Rapid tech take-up could kickstart productivity
Frontier firms show it’s not just about working hard, it’s working smart, and making the most of technology.
Economist Dan Andrews has a timely reminder for companies anxious about whether staff working from home are putting in the hours.
“Productivity is about inspiration as opposed to perspiration,” he says. “The typical definition of labour productivity is output per hours worked, so if we can get our tasks done in fewer hours at home that is a productivity boost.”
Andrews, an Australian who has worked as a senior economist at the OECD for more than a decade, has researched productivity extensively, looking particularly at why Australia and other OECD member countries have suffered such poor productivity growth since the early 2000s — despite big advances in technology.
For an economist, COVID-19 is the “ultimate exogenous shock” to the economy but the upside is that it has hastened technology take-up by companies. The question now is whether that tech explosion will break the poor productivity pattern of recent years — even if workers are away from the office.
Andrews says it could go either way and references a recent OECD report, “Productivity gains from teleworking in the post COVID-19 era: How can public policies make it happen?” which argues the impact of teleworking is “ambiguous”.
He tells The Deal: “The bottom line is I don’t know and I don’t think anyone knows. It will depend on whether the shock is temporary or permanent but against that tremendous uncertainty there may be a silver lining (because firms have been forced to invest in more technology).”
Andrews cites Microsoft chief executive Satya Nadella, who said in April that, “we have seen two years’ worth of digital transformation in two months” to make the point that there has been an explosion in the adoption of technology.
Says Andrews: “One of the explanations for the productivity slowdown that we have seen in OECD countries is stalling technology diffusion.
“The diffusion of leading technology developed by the frontier firms such as Google and Facebook has broken down. The growth model in the 1990s was that the frontier firms produced the new ideas and then over time those ideas would spill over to other firms and this would lift all boats.
“That’s essentially the growth story for much of the 20th century (the idea that) the laggard companies catch up. And then around 2003 it broke down and a lot of firms stopped being able to replicate the technology of the frontier firms. Now with COVID a lot of companies have been forced to lift their game and bring forward digital transformation.”
But Andrews warns the ability of firms to use technology to increase productivity depends on the quality of management and appropriate restructuring of a firm’s workforce. Technology does not automatically convert to higher productivity.
There are two reasons why the laggard companies have not had the technology dividend we might have expected in the past 15 years or so.
“One explanation was that frontier firms have such an edge in management and other intangible attributes that the laggards can never catch them,” Andrews says.
“The other is that the incentives for laggards to adopt new ideas has declined because, for example, they don’t face competition because there are fewer new entrants. The low productivity incumbents can linger longer without adopting technology.”
Saul Eslake, one of Australia’s leading analysts of productivity, cites Andrews’ OECD work, first published in 2015 with colleagues Chiara Criscuolo and Peter N. Gal and updated last year in a discussion paper published by the London School of Economics as “The Best versus the Rest: divergence across firms during the global productivity slowdown”, as central to understanding the causes of the low productivity growth of recent years.

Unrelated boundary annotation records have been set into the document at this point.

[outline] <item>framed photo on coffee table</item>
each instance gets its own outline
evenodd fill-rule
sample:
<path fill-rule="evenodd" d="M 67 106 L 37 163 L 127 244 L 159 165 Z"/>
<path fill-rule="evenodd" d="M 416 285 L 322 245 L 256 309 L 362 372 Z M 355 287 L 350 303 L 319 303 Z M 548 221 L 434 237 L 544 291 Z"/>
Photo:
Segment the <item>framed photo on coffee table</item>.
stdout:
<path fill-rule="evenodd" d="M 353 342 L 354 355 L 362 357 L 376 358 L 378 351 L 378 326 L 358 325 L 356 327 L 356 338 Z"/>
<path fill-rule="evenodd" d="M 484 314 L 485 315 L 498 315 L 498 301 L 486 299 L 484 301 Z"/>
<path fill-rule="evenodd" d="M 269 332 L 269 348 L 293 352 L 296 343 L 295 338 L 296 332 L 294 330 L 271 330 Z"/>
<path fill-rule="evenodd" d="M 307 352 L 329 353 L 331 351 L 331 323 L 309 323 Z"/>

Eslake, who runs his own consultancy and is a vice-chancellor’s fellow at the University of Tasmania, says we will have to wait three or four years to have an accurate picture of productivity during the pandemic. Even then it will be hard to prove why productivity has increased or dropped.
“We have had five years or so of very poor productivity growth leading up to the pandemic and we don’t really have good data on what has happened since,” Eslake says.
He notes the workplace focus on working in teams and collaboration has been disrupted by WFH. The question is whether any loss of productivity will be compensated for by less time wasted in meetings and commutes.
Eslake says some firms will increase productivity by cutting staff.
“It’s pretty clear that big firms in particular are using this period to reimagine how they do jobs and one of the reasons employment won’t return to pre-pandemic levels even in firms that survive is because businesses will just conclude that they never really needed that much staff,” he says.
Eslake warns that government assistance and low interest rates could perpetuate “zombie” firms, holding capital that should be freed up for more productive investment.
He says that in general we should not support policies that inhibit the movement of capital to more efficient firms in the same industry, or that inhibit the movement from unproductive sectors to more productive ones. Protectionist policies that favour more national self-sufficiency can also lead to less productive sectors and firms.
Eslake’s own earnings have been hit in the pandemic: and he says “A bit more than half of my revenues came from the conference circuit and that has completely dried up.
“I suspect it will never go back to what it once was because business has discovered Zoom and Teams. I am doing presentations online but the market won’t pay (as much) even though from my point of view there is no less work involved.”